Three design firms will present their qualifications this month to a public board for the opportunity to work on the project that will end parking on the Overton Park Greensward.
That project is so far deadlined for mid-March 2019 but work to get to that date (and that outcome) is well underway. The 10-member steering committee working to help alleviate parking problems in Overton Park has been meeting regularly for a couple of months.
That group got to the nitty-gritty Thursday at Memphis City Hall. They narrowed the field of eight design firms that applied to work not project to three. Those firms are (ranked in order from first to third) Power Hill Design, A2H, and Kimley-Horn.
Those firms will make presentations to the steering committee sometime in late January.
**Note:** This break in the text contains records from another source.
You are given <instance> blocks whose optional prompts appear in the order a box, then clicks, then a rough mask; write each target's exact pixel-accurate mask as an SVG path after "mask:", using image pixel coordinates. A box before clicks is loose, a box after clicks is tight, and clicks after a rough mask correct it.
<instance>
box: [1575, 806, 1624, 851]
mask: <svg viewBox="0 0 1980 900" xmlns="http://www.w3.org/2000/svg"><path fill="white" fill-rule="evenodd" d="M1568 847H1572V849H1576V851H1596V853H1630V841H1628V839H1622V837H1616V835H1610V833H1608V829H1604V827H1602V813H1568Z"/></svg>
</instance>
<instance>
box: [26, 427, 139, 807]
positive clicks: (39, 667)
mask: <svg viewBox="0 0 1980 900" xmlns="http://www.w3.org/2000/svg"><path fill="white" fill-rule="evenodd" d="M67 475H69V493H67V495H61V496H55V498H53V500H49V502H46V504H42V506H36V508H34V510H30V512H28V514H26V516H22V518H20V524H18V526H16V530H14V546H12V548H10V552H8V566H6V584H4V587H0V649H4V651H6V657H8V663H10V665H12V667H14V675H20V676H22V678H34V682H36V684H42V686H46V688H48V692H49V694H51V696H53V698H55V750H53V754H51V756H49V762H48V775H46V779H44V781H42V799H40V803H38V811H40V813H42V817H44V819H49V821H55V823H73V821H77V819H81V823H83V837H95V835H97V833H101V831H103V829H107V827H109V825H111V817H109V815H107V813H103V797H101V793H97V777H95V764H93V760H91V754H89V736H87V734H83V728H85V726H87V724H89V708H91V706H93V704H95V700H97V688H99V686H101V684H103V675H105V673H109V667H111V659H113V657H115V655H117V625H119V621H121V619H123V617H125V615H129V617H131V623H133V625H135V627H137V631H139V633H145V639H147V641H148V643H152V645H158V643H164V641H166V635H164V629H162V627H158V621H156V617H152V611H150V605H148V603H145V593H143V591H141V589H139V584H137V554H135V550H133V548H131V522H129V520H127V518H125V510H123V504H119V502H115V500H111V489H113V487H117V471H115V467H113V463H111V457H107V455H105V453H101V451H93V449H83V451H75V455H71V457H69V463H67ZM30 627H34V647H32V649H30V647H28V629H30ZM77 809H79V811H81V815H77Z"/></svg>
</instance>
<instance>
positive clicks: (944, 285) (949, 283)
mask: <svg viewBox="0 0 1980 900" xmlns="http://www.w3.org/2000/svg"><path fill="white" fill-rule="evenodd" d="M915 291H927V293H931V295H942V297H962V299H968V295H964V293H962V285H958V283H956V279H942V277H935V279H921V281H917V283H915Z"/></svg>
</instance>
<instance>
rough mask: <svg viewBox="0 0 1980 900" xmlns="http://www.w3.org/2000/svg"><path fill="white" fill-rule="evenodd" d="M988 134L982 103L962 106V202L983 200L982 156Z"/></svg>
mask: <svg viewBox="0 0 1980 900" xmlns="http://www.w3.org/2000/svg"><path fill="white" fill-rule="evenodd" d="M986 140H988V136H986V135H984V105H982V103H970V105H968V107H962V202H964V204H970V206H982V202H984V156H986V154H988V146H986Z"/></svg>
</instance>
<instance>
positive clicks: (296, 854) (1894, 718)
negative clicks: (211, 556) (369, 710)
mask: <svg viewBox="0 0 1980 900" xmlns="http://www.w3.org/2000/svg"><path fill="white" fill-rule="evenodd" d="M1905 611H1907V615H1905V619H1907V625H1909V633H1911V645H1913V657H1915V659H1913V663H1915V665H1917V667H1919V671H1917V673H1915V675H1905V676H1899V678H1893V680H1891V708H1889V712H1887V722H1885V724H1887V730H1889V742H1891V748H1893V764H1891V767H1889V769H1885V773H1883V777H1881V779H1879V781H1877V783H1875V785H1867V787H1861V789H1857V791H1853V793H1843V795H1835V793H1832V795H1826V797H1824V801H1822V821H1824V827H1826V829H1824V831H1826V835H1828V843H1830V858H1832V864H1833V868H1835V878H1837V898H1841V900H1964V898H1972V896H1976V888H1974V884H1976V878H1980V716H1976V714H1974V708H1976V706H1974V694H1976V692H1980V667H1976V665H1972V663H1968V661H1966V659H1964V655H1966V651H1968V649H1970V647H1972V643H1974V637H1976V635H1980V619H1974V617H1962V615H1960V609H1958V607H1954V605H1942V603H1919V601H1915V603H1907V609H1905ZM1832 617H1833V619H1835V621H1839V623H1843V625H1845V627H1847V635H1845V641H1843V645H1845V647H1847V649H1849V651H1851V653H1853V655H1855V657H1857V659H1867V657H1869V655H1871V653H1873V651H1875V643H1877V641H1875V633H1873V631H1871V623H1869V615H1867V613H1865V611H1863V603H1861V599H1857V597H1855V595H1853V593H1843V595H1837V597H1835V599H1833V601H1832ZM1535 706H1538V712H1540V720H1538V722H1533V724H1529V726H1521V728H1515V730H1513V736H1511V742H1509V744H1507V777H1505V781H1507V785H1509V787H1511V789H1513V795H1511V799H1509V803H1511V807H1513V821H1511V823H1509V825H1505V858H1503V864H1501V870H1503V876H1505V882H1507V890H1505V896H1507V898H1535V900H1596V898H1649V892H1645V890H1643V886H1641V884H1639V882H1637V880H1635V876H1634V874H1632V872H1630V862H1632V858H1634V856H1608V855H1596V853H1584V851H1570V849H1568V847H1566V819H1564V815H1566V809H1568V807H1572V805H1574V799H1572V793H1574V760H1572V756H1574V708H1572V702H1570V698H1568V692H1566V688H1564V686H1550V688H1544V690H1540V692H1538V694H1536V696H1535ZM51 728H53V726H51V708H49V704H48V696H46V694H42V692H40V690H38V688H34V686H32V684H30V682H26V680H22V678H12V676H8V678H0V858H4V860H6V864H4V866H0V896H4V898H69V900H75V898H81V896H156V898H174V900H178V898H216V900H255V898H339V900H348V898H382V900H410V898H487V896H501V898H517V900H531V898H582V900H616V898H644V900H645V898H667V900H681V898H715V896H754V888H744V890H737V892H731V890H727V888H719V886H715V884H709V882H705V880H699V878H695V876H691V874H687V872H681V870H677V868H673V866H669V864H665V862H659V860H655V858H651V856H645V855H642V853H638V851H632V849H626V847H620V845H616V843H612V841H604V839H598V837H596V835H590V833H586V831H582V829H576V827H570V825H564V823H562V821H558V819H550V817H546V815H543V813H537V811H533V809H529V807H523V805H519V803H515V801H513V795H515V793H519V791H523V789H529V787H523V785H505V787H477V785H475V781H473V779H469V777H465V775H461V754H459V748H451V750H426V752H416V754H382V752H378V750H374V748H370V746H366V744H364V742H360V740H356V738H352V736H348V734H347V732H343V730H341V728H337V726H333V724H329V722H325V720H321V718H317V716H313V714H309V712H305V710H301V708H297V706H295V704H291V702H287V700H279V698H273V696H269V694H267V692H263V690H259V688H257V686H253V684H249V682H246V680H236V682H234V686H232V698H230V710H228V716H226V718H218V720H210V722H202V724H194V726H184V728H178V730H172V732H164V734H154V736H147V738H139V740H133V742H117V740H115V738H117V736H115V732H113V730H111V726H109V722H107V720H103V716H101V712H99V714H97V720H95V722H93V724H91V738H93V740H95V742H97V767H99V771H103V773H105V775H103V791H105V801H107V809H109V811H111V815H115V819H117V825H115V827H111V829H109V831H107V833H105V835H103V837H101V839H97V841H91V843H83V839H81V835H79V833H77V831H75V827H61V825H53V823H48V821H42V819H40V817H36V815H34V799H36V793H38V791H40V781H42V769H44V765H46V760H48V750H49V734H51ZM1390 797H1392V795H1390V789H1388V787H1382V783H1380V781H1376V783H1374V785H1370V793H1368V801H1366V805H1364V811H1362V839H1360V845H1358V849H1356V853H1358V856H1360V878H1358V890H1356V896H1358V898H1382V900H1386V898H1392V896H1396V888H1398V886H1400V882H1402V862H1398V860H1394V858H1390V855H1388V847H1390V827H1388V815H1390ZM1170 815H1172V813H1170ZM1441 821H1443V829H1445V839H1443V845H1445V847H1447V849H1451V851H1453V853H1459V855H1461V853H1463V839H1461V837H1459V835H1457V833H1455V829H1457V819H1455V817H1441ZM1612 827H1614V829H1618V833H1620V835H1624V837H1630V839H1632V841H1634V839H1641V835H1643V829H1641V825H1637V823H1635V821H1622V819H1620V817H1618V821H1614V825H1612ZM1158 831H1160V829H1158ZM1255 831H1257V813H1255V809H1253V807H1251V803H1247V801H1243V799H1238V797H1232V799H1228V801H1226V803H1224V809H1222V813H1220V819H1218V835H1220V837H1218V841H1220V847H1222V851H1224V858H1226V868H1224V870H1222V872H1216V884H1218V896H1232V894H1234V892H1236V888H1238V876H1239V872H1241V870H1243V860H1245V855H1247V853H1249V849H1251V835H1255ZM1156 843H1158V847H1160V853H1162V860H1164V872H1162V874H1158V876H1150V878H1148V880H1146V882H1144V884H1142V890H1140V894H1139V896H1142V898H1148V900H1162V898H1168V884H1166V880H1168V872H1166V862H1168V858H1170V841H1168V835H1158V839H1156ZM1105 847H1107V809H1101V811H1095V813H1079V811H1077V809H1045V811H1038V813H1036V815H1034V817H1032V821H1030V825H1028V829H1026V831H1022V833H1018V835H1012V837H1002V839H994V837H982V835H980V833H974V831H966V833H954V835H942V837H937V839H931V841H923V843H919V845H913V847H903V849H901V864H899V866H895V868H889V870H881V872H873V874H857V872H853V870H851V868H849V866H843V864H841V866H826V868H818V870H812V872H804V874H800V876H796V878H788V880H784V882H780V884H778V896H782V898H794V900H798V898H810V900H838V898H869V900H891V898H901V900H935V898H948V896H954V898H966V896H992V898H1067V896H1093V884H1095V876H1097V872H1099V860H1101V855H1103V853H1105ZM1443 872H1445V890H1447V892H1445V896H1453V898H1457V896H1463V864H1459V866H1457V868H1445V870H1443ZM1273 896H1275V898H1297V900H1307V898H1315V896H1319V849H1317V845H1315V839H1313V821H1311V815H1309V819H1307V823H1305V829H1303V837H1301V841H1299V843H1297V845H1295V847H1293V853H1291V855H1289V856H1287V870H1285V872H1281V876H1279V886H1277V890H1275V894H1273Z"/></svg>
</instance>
They won’t, however, present their precise plans for the project, which will reconfigure the Memphis Zoo’s main parking lot, add a berm around the Greensward, and more.
The plan is, basically, from the provisions passed in a resolution from the Memphis City Council in July. At the time, the resolution was passed, the project was projected to cost $3 million.
However, Jack Stevenson, an official in the city’s engineering division, told John Conroy, a steering committee member representing the Memphis Zoo, that he couldn’t yet tell him a final project cost.
“My hope was to tell the zoo that by ‘x’ date you have to have this much money and you’re telling me I can’t tell them that yet?” Conroy asked.
Stevenson confirmed but noted that he could tell him that the money needed to be in hand and ready to be appropriated by the council on February 7.
Some comments from the public to the steering committee (on the city’s website) noted that the size of the parking spaces in the zoo lot could be shrunk to accommodate more parking spaces.
Mary Wilder, a committee member representing the grassroots Overton Park Alliance, said volunteers from her organization found that only about 20 percent of vehicles parking in the zoo lot needed the 10-foot-by-20-foot parking spaces prescribed in the council resolution. She asked that the design firms add options for smaller spaces in their proposals.
The move was met with some resistance, though, with Conroy saying flatly that the “zoo will not entertain changes to the resolutions” and others noting that changes like that would add time and money to the project.
Wilder was told that changes to the resolution would have to be made by council and that any group seeking changes should petition that body.